Nisar Ahmed, Sajid Maqbool, Qamar Uz Zaman, Khalid Mahmood.
Chediak - Higashi Syndrome (CHS).
Pak Paed J Jan ;27(3):137-8.

A 13 months old female baby resident of Khanewal presented on 10.11.2000 at emergency department of Children`s Hospital Lahore with complaints of fever, pallor & abdominal distension for the last 28 days. She had past h/o recurrent infections of respiratory, gastrointestinal & skin, starting from the age of 3 months for which repeated courses of antibiotics were given. She was delivered at full term of consanguineous marriage weighing 3.2 kg with good apgar score.
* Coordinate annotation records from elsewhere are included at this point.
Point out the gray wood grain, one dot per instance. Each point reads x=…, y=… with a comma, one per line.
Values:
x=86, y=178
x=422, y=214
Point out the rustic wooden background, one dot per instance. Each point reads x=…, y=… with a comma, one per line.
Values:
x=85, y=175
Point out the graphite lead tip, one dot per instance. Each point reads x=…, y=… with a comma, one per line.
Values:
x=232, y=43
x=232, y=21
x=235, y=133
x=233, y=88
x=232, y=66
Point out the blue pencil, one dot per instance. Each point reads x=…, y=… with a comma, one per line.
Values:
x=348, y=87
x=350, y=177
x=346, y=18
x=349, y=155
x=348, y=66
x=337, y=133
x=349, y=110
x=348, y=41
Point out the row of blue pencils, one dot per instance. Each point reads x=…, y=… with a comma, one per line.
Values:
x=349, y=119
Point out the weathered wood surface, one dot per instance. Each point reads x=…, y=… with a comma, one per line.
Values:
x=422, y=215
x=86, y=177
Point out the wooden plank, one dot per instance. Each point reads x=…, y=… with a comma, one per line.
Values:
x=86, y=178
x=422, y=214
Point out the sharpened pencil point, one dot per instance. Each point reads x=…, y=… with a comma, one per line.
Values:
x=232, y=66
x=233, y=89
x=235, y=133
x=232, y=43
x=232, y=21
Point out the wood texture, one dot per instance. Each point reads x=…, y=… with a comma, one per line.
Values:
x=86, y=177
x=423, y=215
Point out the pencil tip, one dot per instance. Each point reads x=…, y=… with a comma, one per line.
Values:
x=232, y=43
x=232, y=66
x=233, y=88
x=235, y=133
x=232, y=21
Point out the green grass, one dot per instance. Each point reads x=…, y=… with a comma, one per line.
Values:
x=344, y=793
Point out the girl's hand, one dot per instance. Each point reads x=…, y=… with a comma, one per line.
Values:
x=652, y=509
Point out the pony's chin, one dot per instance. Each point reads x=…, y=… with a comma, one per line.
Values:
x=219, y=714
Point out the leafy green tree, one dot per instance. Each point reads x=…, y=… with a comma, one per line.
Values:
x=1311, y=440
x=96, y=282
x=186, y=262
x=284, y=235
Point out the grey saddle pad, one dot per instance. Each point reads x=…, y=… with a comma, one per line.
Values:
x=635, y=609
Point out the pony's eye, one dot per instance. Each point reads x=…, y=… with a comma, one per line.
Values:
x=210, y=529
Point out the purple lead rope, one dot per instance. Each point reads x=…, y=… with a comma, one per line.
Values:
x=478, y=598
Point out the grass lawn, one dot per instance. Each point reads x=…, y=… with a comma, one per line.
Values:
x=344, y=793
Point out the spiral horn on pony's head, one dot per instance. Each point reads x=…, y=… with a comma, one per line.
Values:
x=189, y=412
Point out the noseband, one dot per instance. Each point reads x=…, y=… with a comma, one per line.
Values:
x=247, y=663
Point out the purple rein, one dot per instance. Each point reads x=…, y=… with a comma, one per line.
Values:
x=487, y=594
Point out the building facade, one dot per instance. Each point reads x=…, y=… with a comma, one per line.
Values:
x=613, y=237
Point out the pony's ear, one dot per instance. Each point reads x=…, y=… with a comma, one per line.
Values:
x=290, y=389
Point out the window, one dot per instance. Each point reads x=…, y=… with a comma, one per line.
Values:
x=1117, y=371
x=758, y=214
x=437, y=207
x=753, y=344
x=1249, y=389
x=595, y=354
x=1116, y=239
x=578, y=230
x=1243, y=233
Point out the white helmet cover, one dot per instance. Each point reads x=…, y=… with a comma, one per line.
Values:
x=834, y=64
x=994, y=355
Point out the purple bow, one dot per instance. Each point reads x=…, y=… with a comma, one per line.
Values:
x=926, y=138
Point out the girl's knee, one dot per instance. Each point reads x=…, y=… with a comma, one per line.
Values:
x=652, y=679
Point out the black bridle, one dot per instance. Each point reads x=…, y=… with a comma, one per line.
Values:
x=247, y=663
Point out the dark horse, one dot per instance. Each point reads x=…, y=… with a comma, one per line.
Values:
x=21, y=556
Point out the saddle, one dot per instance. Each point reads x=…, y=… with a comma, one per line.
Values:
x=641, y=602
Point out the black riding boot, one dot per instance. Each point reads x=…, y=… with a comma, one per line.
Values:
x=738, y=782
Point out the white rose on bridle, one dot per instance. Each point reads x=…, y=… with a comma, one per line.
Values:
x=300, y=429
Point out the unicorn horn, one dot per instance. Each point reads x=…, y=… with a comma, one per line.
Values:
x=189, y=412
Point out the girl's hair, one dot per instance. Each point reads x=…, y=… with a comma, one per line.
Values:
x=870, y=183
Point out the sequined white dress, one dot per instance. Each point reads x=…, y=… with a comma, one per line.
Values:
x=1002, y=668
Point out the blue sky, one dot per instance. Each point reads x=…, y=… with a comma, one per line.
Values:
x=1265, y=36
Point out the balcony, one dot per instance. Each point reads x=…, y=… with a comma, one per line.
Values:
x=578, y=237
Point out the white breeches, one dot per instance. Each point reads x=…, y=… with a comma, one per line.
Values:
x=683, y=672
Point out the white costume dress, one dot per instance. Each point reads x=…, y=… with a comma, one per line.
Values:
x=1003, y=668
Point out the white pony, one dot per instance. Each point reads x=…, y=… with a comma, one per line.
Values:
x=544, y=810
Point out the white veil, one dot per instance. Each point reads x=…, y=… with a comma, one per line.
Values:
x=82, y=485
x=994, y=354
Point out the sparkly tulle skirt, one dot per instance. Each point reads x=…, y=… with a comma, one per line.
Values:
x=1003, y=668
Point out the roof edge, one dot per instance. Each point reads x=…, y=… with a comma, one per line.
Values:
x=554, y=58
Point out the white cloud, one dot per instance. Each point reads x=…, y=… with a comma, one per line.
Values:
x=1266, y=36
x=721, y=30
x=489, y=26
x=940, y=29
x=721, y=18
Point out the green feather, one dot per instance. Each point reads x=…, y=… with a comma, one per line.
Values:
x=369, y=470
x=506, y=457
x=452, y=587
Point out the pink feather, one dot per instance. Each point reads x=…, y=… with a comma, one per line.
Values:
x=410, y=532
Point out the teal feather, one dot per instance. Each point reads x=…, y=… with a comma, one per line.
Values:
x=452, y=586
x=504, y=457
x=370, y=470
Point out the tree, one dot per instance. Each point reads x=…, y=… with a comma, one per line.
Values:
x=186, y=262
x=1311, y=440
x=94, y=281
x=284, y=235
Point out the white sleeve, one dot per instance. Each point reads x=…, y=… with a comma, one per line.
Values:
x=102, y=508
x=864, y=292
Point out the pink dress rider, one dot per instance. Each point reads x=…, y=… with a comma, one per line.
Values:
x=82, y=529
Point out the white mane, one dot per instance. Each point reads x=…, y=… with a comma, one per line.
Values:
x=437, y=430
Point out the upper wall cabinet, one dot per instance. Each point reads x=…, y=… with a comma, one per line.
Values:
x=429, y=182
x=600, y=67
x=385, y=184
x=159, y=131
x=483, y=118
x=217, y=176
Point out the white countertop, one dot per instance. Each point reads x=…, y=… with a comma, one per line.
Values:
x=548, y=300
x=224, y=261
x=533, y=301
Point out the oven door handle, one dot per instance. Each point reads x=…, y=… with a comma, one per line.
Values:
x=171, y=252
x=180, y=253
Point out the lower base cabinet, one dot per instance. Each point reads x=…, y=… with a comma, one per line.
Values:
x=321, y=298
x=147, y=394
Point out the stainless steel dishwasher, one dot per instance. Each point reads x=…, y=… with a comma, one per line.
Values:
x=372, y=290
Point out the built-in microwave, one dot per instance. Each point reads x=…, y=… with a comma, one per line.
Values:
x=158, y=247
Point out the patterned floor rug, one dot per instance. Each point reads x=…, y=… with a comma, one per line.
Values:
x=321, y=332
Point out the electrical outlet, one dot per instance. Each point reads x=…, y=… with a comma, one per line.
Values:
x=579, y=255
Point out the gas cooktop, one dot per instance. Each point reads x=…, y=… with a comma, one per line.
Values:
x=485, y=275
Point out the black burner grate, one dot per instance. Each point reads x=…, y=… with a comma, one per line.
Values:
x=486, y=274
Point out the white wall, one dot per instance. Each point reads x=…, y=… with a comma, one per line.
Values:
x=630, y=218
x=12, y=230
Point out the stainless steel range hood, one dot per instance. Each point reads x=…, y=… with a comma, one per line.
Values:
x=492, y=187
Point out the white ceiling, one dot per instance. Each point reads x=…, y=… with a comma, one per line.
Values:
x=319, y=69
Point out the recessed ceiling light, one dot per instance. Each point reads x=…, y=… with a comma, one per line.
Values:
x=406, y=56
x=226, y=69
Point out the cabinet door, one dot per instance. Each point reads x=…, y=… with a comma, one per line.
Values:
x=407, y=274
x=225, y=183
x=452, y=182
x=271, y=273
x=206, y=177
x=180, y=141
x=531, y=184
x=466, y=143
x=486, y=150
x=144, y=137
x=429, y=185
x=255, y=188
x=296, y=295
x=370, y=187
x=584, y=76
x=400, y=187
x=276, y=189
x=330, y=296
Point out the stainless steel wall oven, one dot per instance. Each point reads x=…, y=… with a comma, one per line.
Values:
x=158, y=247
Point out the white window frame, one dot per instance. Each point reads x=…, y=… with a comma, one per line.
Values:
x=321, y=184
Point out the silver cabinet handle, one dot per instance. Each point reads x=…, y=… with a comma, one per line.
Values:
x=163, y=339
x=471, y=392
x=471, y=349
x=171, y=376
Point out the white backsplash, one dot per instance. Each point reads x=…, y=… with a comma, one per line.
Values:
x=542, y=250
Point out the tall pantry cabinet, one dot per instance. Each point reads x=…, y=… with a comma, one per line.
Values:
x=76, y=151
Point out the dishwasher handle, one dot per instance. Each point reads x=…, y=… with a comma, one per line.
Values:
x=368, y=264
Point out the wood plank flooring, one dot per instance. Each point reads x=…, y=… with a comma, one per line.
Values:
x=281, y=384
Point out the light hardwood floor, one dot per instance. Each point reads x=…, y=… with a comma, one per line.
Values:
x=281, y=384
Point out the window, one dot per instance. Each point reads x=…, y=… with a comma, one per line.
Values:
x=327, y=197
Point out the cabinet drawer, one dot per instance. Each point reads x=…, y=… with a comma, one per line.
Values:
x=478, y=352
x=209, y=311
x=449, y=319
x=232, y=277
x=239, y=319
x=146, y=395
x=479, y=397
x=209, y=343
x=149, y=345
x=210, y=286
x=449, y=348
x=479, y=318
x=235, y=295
Her brother died with similar complaints at the age of 11 months. On examination baby was pale, lethargic, temperature was 103°F, heart rate 164/min blood pressure 90/60 mm Hg, respiratory rate 52/minute, hypopigmented skin, liver was 6 cm & spleen was 10 cm below the costal margin. Lab investigations showed haemoglobin 9.9 gm/dl, WBC 3.9x10e9/L, Neutrophils 10% L 63%, M 14%, E 03%, platelets 164x10e9/L, ESR 54 mm in first hour, peripheral blood & bone marrow films showed giant granules in granulocytes, monocytes & lymphocytes. Liver function, renal function, widal test, urine & blood culture were normal. She was diagnosed Chediak - Higashi Syndrome & was treated with appropriate antibiotics, ascorbic acid, blood component transfusion & GM - CSF injections. Her fever settled with improvement of symptoms, normalization of white blood counts & discharged in afebrile condition. The hall mark of CHS is giant organelles & giant granules in many different cells, most likely the result of defective trafficking of specific organellar & granular protein necessary for normal genesis, structure or function of these cytoplasmic components. The CHSI gene has recently has identified & shown to be homologous to the beige locus of mouse. The abnormal giant granules of CHS neutrophils are derived from both Azurophil & specific granules.